I am having some problems understanding the variable importance
and feature selection
graphs from caret
. Here some data:
require(mlbench)
require(caret)
require(pglm)
require(e1071)
require(pROC)
require(randomForest)
data(Unions) # from the pglm package
Unions <- Unions[c("id", "year", "union", "age", "exper", "married", "ethn",
"disability", "rural", "region", "wage", "sector", "occ")]
Unions$union <- as.factor(Unions$union) # for classification as factor
trainIndex <- createDataPartition(Unions$union, p=.4, list=FALSE, times=1)
UnionsTrain <- Unions[ trainIndex,]
UnionsTest <- Unions[-trainIndex,]
#### Plotting Variable Importance ######
control <- trainControl(method="repeatedcv", number=10, repeats=3)
LVQmodel <- train(union~., data=UnionsTrain, method="lvq", preProcess="scale",
trControl=control)
LVQimportance <- varImp(LVQmodel, scale=FALSE)
plot(LVQimportance)
How can I interpret the following graph? Using that set up, may I say, that feature Wage was in ca. 6 out of 10 cases important to classify a union member? Perhaps one could provide a more substantial interpretation.

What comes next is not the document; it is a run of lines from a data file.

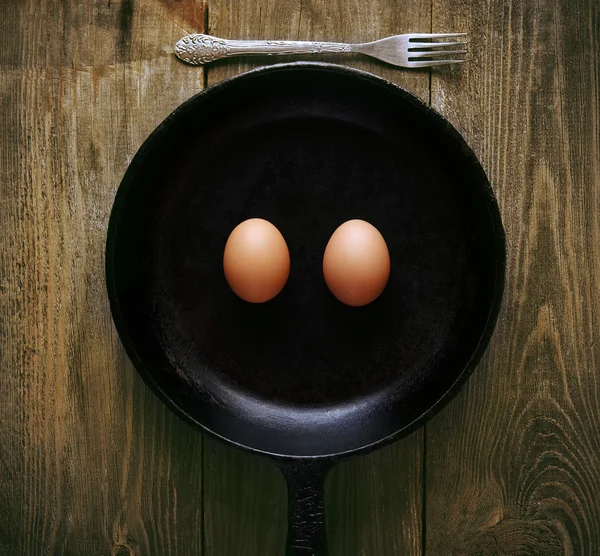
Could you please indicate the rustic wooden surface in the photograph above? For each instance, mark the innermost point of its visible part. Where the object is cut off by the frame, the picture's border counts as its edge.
(92, 464)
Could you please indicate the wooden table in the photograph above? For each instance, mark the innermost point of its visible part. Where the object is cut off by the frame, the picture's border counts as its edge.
(91, 463)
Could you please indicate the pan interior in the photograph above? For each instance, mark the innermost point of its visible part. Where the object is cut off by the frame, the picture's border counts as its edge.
(307, 148)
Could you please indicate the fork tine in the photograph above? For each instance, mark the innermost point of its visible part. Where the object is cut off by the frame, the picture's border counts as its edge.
(430, 63)
(434, 53)
(419, 45)
(413, 36)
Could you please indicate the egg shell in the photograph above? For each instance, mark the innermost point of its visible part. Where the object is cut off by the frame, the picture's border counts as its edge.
(256, 261)
(356, 263)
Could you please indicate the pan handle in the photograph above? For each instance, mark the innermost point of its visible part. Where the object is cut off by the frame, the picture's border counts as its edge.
(306, 513)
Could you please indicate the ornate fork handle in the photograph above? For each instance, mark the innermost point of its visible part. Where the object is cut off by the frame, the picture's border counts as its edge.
(200, 49)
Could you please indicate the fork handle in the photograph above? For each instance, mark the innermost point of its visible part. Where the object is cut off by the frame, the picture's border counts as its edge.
(197, 49)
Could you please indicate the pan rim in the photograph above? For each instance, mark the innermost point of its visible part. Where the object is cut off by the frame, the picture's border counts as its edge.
(495, 221)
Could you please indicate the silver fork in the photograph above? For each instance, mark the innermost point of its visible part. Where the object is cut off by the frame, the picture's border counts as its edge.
(412, 50)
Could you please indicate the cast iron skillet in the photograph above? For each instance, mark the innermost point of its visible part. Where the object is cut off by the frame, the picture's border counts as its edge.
(304, 379)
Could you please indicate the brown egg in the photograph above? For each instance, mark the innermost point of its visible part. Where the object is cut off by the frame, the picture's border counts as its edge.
(356, 263)
(256, 261)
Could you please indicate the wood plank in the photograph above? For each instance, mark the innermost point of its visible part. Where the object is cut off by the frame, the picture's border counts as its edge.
(91, 462)
(512, 464)
(373, 503)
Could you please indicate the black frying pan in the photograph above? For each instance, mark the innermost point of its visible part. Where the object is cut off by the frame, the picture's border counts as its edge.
(304, 379)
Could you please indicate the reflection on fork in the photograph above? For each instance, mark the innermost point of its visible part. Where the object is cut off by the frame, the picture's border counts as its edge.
(411, 50)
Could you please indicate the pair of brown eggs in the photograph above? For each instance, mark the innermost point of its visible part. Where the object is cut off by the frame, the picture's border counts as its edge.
(356, 262)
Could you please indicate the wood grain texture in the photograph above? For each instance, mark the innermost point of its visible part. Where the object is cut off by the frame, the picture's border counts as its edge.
(373, 504)
(512, 464)
(90, 461)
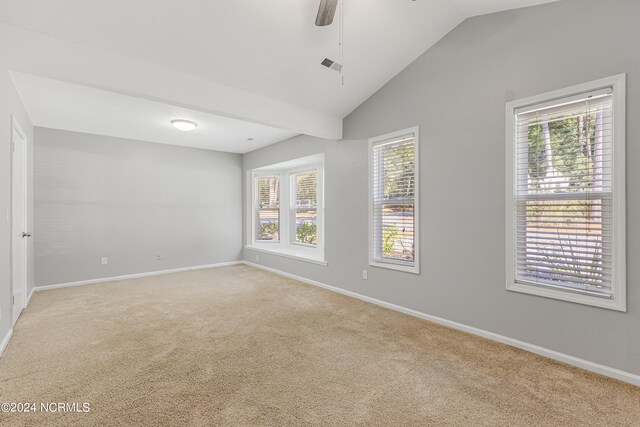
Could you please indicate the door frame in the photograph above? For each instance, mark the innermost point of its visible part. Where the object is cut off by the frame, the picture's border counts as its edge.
(15, 126)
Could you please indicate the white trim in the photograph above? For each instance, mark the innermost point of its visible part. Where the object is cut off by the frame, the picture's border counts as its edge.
(619, 300)
(285, 172)
(15, 126)
(298, 257)
(5, 341)
(607, 371)
(134, 276)
(29, 297)
(415, 268)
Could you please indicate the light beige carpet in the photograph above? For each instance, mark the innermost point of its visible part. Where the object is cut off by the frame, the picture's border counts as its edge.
(240, 346)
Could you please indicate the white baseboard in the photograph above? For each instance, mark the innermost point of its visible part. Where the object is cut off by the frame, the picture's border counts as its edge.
(551, 354)
(5, 341)
(134, 276)
(26, 304)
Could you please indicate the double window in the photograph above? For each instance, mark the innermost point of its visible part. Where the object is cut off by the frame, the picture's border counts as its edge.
(288, 215)
(565, 197)
(393, 201)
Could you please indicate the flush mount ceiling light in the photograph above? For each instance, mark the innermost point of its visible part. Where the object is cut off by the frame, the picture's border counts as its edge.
(185, 125)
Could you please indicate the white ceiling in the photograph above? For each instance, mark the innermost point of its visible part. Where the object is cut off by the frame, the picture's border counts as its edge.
(60, 105)
(267, 51)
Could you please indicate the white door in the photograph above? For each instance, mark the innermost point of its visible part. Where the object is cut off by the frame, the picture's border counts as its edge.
(19, 233)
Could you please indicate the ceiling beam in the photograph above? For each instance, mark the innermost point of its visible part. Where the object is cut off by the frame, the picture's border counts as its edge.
(39, 54)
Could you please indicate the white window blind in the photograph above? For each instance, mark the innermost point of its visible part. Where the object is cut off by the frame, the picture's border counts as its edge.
(304, 207)
(393, 210)
(563, 185)
(268, 208)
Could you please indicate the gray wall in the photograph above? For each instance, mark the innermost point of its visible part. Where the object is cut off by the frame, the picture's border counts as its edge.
(10, 105)
(456, 93)
(129, 201)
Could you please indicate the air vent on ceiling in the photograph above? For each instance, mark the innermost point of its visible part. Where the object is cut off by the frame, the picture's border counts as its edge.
(332, 65)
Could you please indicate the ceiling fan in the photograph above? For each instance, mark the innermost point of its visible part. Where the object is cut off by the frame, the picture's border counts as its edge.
(326, 12)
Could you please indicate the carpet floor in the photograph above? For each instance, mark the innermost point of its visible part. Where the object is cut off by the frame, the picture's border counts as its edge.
(241, 346)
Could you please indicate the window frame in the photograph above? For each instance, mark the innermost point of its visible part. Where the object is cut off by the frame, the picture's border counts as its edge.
(293, 187)
(286, 245)
(256, 209)
(414, 267)
(618, 299)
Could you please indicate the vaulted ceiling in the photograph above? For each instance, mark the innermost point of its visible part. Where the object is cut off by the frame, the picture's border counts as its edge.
(253, 60)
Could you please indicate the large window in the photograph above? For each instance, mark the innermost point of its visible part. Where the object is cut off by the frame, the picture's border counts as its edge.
(566, 198)
(393, 201)
(268, 208)
(287, 209)
(304, 207)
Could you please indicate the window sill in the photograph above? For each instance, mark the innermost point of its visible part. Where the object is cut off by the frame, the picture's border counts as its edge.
(575, 297)
(398, 267)
(288, 254)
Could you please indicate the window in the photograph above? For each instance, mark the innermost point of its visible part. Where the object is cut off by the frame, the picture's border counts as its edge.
(304, 207)
(268, 206)
(565, 197)
(287, 211)
(393, 201)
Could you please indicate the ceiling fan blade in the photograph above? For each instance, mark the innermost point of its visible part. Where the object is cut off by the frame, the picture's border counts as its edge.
(326, 12)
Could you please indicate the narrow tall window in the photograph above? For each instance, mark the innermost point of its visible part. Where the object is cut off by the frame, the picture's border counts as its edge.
(566, 195)
(393, 201)
(268, 208)
(305, 207)
(285, 209)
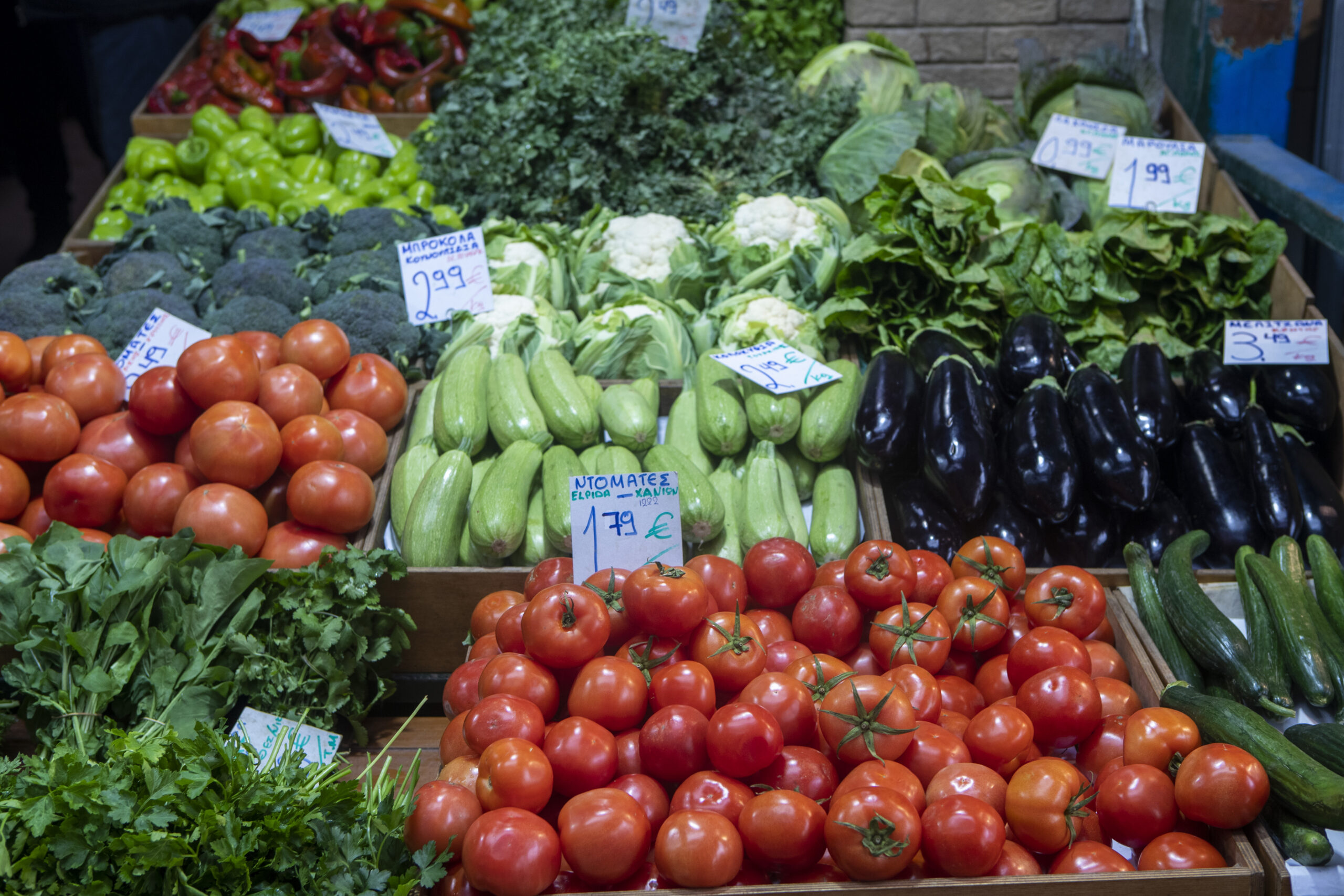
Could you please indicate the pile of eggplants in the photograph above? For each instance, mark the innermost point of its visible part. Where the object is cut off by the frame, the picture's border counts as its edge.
(1070, 462)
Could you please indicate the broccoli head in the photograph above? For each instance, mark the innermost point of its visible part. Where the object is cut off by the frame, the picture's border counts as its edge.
(375, 229)
(374, 323)
(145, 270)
(280, 242)
(250, 313)
(378, 270)
(269, 277)
(118, 319)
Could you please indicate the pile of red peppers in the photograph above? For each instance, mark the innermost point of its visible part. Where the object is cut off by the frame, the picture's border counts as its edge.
(349, 56)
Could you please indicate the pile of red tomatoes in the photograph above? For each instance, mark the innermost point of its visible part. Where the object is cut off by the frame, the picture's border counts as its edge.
(885, 716)
(253, 440)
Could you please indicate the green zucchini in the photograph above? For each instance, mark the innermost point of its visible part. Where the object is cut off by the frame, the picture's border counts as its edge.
(514, 413)
(1263, 636)
(1304, 786)
(719, 414)
(702, 508)
(1151, 613)
(828, 419)
(1211, 638)
(565, 405)
(835, 515)
(461, 410)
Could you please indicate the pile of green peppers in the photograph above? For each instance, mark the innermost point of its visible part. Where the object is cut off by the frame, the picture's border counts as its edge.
(284, 170)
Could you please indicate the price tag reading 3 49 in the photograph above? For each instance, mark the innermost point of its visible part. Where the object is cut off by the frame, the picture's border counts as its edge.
(624, 522)
(1078, 145)
(1158, 175)
(777, 367)
(445, 275)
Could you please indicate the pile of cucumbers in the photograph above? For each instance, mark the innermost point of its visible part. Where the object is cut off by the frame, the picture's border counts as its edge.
(494, 441)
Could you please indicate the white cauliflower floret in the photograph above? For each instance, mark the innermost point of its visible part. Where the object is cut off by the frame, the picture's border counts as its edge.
(773, 220)
(642, 248)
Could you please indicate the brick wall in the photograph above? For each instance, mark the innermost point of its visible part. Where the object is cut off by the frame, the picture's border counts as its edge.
(975, 42)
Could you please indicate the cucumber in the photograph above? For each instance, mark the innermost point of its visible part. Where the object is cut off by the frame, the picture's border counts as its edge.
(1304, 786)
(683, 434)
(407, 473)
(1151, 613)
(828, 419)
(835, 515)
(565, 405)
(437, 512)
(514, 414)
(558, 465)
(702, 508)
(719, 416)
(461, 409)
(498, 518)
(1261, 635)
(773, 418)
(628, 418)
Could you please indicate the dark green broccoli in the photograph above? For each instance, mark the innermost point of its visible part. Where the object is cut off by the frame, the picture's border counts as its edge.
(374, 323)
(116, 320)
(145, 270)
(375, 229)
(269, 277)
(366, 269)
(250, 313)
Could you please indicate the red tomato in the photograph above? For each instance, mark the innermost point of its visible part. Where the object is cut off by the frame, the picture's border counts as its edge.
(221, 368)
(978, 612)
(35, 426)
(698, 849)
(318, 345)
(510, 852)
(828, 621)
(783, 832)
(1064, 705)
(994, 559)
(961, 837)
(873, 833)
(443, 815)
(1222, 786)
(779, 573)
(1179, 851)
(363, 440)
(371, 386)
(1067, 598)
(666, 601)
(334, 496)
(604, 836)
(159, 405)
(93, 385)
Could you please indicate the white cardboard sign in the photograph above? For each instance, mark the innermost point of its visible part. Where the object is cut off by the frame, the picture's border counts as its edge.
(445, 275)
(777, 367)
(624, 522)
(160, 343)
(1276, 343)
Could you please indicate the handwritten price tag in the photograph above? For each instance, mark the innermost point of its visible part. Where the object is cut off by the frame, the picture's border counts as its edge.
(445, 275)
(777, 367)
(272, 736)
(1078, 147)
(273, 25)
(356, 131)
(680, 22)
(1276, 343)
(1158, 175)
(160, 343)
(624, 522)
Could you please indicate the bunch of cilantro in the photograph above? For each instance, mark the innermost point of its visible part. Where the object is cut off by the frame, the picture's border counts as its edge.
(562, 108)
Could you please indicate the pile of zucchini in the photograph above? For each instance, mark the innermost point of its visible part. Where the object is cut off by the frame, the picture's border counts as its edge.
(494, 442)
(1229, 684)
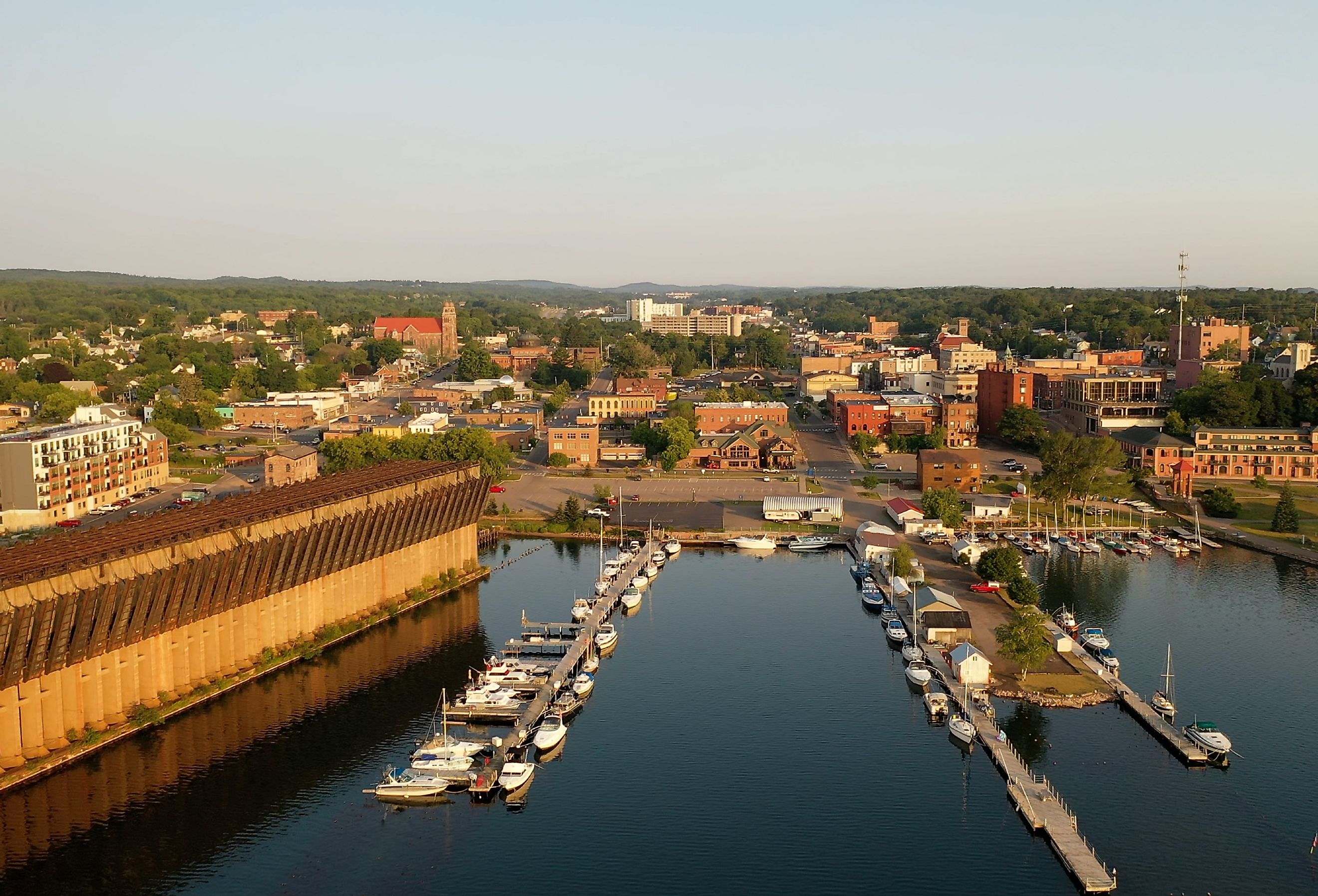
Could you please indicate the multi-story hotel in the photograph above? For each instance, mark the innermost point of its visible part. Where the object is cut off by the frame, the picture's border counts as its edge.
(64, 472)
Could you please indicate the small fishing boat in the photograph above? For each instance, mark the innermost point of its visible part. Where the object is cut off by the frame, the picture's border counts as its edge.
(551, 733)
(583, 684)
(1208, 736)
(516, 775)
(1094, 638)
(919, 674)
(451, 765)
(936, 704)
(810, 543)
(410, 787)
(607, 637)
(911, 651)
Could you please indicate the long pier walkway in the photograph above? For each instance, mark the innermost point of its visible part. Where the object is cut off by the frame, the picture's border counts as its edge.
(563, 671)
(1035, 799)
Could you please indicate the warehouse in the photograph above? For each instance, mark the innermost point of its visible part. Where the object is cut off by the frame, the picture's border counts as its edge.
(812, 508)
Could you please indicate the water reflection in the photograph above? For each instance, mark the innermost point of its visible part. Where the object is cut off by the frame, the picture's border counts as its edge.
(1027, 729)
(174, 795)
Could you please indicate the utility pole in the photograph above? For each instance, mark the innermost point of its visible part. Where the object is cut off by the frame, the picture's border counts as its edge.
(1180, 299)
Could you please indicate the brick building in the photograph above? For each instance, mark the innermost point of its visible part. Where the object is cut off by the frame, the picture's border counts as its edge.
(423, 332)
(292, 464)
(944, 468)
(1002, 386)
(725, 417)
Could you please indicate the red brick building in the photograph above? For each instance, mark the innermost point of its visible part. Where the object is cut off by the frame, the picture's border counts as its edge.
(423, 332)
(1001, 388)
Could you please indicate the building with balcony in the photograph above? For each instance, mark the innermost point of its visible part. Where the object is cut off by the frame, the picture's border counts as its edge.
(1105, 404)
(64, 472)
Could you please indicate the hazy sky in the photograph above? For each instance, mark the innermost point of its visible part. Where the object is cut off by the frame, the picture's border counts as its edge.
(878, 144)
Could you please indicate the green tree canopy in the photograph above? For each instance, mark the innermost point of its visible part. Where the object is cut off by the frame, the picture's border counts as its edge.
(1024, 638)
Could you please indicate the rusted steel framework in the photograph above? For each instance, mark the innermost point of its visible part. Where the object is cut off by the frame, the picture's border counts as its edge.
(42, 637)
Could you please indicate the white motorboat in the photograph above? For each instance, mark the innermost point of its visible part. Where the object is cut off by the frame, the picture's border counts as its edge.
(551, 733)
(583, 684)
(963, 729)
(409, 786)
(452, 765)
(936, 704)
(919, 674)
(1208, 736)
(607, 637)
(754, 542)
(516, 775)
(1094, 638)
(810, 543)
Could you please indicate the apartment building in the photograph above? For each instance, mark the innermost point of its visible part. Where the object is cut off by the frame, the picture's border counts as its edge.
(1104, 404)
(1002, 386)
(64, 472)
(608, 406)
(1199, 339)
(948, 468)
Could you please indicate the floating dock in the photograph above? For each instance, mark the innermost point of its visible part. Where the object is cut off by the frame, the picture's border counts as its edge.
(1039, 804)
(525, 720)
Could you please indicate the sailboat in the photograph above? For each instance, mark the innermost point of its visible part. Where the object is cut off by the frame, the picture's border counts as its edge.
(1164, 700)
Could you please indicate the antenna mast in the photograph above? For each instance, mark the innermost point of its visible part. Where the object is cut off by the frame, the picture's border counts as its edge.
(1180, 299)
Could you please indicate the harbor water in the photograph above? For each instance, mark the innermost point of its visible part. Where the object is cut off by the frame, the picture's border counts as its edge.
(752, 733)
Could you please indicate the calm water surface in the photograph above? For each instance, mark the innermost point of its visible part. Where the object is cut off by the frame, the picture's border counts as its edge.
(752, 733)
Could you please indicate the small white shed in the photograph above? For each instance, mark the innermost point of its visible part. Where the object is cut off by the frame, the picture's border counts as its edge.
(969, 664)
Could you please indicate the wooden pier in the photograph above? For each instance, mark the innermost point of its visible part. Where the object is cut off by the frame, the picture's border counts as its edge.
(1039, 804)
(574, 654)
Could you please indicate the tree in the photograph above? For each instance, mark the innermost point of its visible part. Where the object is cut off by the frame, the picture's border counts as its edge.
(1286, 518)
(1023, 427)
(1023, 591)
(943, 504)
(1026, 639)
(865, 443)
(1220, 501)
(475, 364)
(999, 565)
(903, 561)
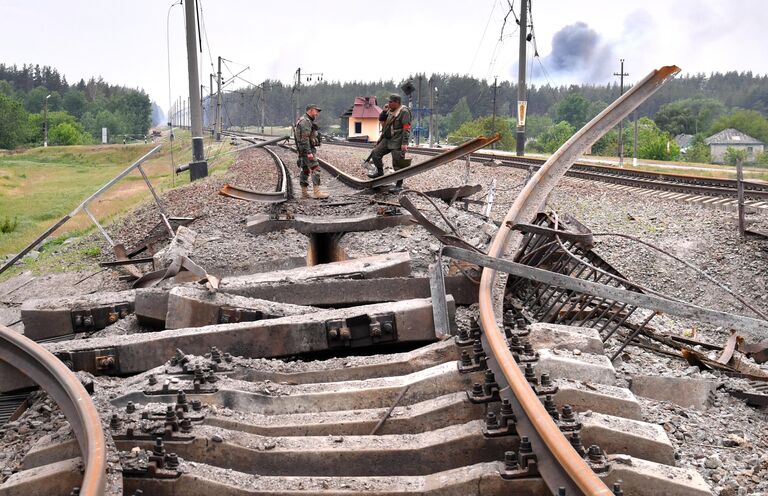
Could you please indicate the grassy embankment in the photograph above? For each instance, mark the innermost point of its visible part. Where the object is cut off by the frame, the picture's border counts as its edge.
(41, 185)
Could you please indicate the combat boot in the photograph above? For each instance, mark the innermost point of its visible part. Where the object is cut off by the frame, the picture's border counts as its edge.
(318, 194)
(378, 173)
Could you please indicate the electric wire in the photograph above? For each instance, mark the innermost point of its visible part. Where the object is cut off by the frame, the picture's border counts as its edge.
(170, 98)
(482, 38)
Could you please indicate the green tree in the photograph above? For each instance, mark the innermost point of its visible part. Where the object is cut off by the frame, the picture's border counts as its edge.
(68, 133)
(653, 143)
(536, 124)
(573, 109)
(484, 127)
(762, 159)
(13, 123)
(35, 100)
(37, 125)
(553, 138)
(457, 116)
(608, 144)
(135, 111)
(74, 102)
(688, 116)
(104, 118)
(735, 155)
(749, 122)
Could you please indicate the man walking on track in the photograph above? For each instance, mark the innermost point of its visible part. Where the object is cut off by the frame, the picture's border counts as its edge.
(395, 137)
(305, 135)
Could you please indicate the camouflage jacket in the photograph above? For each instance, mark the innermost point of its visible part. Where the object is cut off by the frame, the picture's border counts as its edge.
(305, 134)
(397, 127)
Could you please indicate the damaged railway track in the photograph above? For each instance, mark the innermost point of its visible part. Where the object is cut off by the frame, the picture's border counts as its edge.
(354, 375)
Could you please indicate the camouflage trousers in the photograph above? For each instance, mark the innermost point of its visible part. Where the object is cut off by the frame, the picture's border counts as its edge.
(308, 168)
(382, 149)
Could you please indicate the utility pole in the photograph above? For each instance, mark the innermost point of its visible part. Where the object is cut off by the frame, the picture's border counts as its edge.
(198, 168)
(522, 103)
(45, 140)
(493, 119)
(210, 106)
(740, 194)
(431, 112)
(263, 102)
(419, 111)
(218, 104)
(296, 112)
(634, 157)
(621, 75)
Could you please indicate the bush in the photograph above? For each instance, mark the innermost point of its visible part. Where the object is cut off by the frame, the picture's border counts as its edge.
(8, 225)
(734, 155)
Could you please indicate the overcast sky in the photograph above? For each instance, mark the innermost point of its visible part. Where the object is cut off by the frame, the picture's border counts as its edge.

Additionally I have used the graphical feature selection:
#### Plotting Feature Selection ######
rfecontrol <- rfeControl(functions=rfFuncs, method="cv", repeats=5, verbose=FALSE,
number=5)
results <- rfe(UnionsTrain[,4:13], as.factor(UnionsTrain[,3]), sizes=c(4:13),
rfeControl=rfecontrol, metric="Accuracy")
ggplot(results, type=c("g","o"), metric="Accuracy") +
scale_x_continuous(breaks=4:13, labels=names(UnionsTrain)[4:13])
Do I have to interpret this graph in subsets? Why does the graph depend on the order of my variables rather on the accuracy of the model?